Spool Marketing employees

Spool Turns Three: Reflections from CEO, Catherine Merritt

It’s September! My kids are back at school (!), I have my window cracked a bit and I am feeling…grateful.

Three years ago I took an idea for a new agency concept and I officially launched Spool. I launched it with a half-baked website (which is still our website, but I’m happy to say we have a new one in the works — coming soon), with some email addresses, a social media account and… that was kind of it!

The map for Spool has been an evolution from day one, partially by design and mostly because, well, I didn’t totally know what I was doing (and even though my therapist tells me to stop saying it, which I mostly have, I still don’t always feel like I know what I’m doing). But what I lacked in having a formalized plan or roadmap, I made up for with a bigger vision and the support of many who stood with me during those infancy days and said: “You don’t know what you’re doing, but you have a good idea and we’re here for you”… or along those lines!

While there were many moments early on when I would have loved a crystal ball to see into the future and to see that Spool would still exist a year, two or three years from then, I am also glad I didn’t know what was to come. I’m glad I didn’t know I’d have to navigate running and growing a company in the midst of a global pandemic (oh hi, we’re still here, right, right…). I am glad I didn’t know that a year and a half into Spool’s existence I’d crumble from the sudden death of my mom and spend the months following learning how to stand upright once again. Today I’m glad I don’t have a crystal ball to see what other hardships await (spoiler alert — they do, they sure as sh*t do) but having lived through some of the hardest and darkest moments of my life have taught me I can get through it because I have gotten through it before.

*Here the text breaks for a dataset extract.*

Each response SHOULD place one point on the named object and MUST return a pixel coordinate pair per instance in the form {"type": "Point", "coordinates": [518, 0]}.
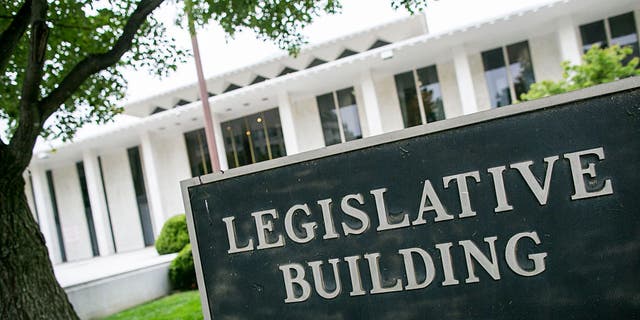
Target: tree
{"type": "Point", "coordinates": [599, 65]}
{"type": "Point", "coordinates": [60, 67]}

I tell this story a lot, but the reason I started Spool was because I left the big agency world behind, tired of feeling so stuck in its slow cogs and bloated old ways, and I set out to consult and start something new. I quickly grew my client base and began assembling smaller teams, made up of past colleagues in many cases, who were able to quickly assemble, work in a new way and it allowed me to do great work for my clients while spending more time with my family. Ultimately, it was from these early seeds that Spool was born.

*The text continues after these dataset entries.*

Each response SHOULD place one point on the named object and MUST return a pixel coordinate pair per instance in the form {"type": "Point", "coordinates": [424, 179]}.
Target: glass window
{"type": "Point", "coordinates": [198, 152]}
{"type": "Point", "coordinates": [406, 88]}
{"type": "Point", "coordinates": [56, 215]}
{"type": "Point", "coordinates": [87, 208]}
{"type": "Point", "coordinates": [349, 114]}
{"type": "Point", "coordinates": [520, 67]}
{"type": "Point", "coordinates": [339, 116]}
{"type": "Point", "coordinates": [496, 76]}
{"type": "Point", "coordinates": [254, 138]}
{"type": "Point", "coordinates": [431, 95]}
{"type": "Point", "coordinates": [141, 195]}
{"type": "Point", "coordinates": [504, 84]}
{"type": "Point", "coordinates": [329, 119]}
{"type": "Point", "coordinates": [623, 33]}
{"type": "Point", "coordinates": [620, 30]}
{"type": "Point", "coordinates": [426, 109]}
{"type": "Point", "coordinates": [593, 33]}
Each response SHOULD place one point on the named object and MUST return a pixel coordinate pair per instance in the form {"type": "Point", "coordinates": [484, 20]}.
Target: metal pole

The world didn’t need another agency, but I believed it could benefit from a new type of agency. And thus I started plotting and dreaming of what that would be.

As I sit and type today, three years later, I am amazed, humbled, grateful and honored that Spool is the living embodiment of what I hoped to build. An agency that puts its people first, that holds everyone accountable (employees and clients alike) to work as partners and to call out the b.s. when we fall below the line. I set out to create an agency that gives access to everyone part of it to do great work and to help our clients grow in meaningful ways.

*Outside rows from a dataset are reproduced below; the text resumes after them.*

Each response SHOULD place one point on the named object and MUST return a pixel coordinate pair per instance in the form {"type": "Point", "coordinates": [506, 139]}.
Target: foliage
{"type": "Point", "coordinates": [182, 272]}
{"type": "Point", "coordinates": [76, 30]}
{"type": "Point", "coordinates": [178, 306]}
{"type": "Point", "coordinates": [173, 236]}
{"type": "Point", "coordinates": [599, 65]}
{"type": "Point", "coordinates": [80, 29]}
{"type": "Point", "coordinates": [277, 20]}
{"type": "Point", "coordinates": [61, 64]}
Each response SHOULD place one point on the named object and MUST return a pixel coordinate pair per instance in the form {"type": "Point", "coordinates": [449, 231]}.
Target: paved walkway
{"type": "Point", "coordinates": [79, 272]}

No bullsh*t, no ego, no drama.

I started asking questions rooted in things that frustrated me at past agencies…

….What if an agency shared its growth and profits with its people instead of making a few people at the top wealthy on the backs of its employees? That’s what we’re doing with Spool. Creating access for our leaders and future leaders to earn equity and raising the tide for everyone at Spool.

…What if an agency can invest in the startups and new technologies shaping our clients’ industries? We did. We invested in Silicon Road Ventures, a Venture Capitalist firm comprised of retail, CPG and consumer-driven startups, many of which support our clients and the brands we represent.

…What if an agency addressed complex, complicated and emotional topics in an authentic way, with its team and clients and in hopes that by talking about these things we can work together in changing them? Spool has worked with Courageous Conversations, an anti-racist organization, to conduct learning sessions for our people and clients as well as partnering with Black and POC-owned startups to provide them with pro-bono PR services as they take their ideas and companies to the next level. There’s much still to do, but we’re taking steps, being intentional and committed to continuing this work.

…What if an agency offered its people a way to work smart, not hard and enforce that everyone lives full lives outside of work? When someone starts Spool they automatically get 20 days off in which our entire office shuts down plus generous vacation, unlimited sick days, fully paid family leave AND we also offer family leave bonuses for our consultants and contractors. Working late happens, but when it always happens, that’s a red flag, not a badge of honor.

…What if an agency set out to only work with brands, companies and organizations that align with the agency’s values and as such, provides consumers, our families and community access to more healthful, sustainable, intentional products that fuel the earth, not deplete it? I am perhaps most proud of the roster of clients we have and currently work with. There isn’t a single one that I wouldn’t serve at my table, use in my life or share with my family.

In three short (yet also, very long!) years I can say Spool has gone beyond what I could have imagined, but with every step forward it’s only propelled my vision for how much further we can and we WILL evolve it.

As I said — from day one there was a cohort of people who stood with me and who joined what we were building and it’s because of each and every one of you that Spool is what it is and I cannot adequately convey my gratitude for the role you played.

I look forward to all that’s to come, to more people to join us in our mission of building a new agency model and to many more adventures, pivots, twists and turns ahead. It’s a bumpy road, but I wouldn’t have it any other way.